Of the 19 people whose tumors shrank following the treatment, two had complete responses, meaning their tumors went away and did not return during the 3-year study period.
The most common side effects associated with afami-cel included nausea, vomiting, fatigue, and infections. About 70% of participants experienced cytokine release syndrome, a type of immune system overreaction. Most cases were mild and could be managed with other medications, the researchers reported.
“Although the treatment’s side effects are minimal,” Dr. Hong said, “the therapy should be given mainly at academic cancer centers that have experience with cellular therapies.”
Experts are needed, for example, to help prepare patients to receive the cells. To make room for the engineered cells in the bone marrow, doctors give patients high-dose chemotherapy. The process, lymphodepletion, can have side effects, such as reduced numbers of white blood cells.
Another challenge is how to limit the cancer’s progression during the 6-week period when the therapy is being manufactured, Dr. Hong noted. “During this time, some patients might receive chemotherapy to help control the growth of their tumors,” he said.
In the trial, about 40% of participants had to receive some form of treatment, or “bridging therapy,” to keep their cancer or symptoms in check while their T-cell receptor therapy was manufactured.
Treating other solid tumors with T-cell receptor therapy
A second-generation version of afami-cel has shown promise in a clinical trial involving people with various types of cancer, including esophageal cancer. The therapy, known as uza-cel, also targets MAGE-A4.

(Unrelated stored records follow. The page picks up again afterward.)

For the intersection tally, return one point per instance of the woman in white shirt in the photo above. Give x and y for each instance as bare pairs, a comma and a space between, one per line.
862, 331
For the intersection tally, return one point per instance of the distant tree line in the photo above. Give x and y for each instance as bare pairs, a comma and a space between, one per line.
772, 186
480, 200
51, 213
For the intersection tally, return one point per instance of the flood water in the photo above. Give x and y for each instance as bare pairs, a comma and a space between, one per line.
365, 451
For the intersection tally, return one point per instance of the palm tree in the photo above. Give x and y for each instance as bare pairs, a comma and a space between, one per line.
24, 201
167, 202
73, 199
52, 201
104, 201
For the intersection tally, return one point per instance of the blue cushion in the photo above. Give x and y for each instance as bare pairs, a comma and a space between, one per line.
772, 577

“This work demonstrates the feasibility of conducting cutting-edge research with new treatment approaches in rare diseases, such as synovial sarcoma,” Dr. D’Angelo said.
The demonstration that T-cell receptor therapy can treat solid tumors “is an important scientific milestone,” Dr. Hong said. He predicted that new and more effective cell therapies would be tested in patients in the coming years.
“Scientists are developing innovative ways to modify T cells to make them more resilient and stronger,” Dr. Hong said. “It’s an exciting time in cancer drug development.”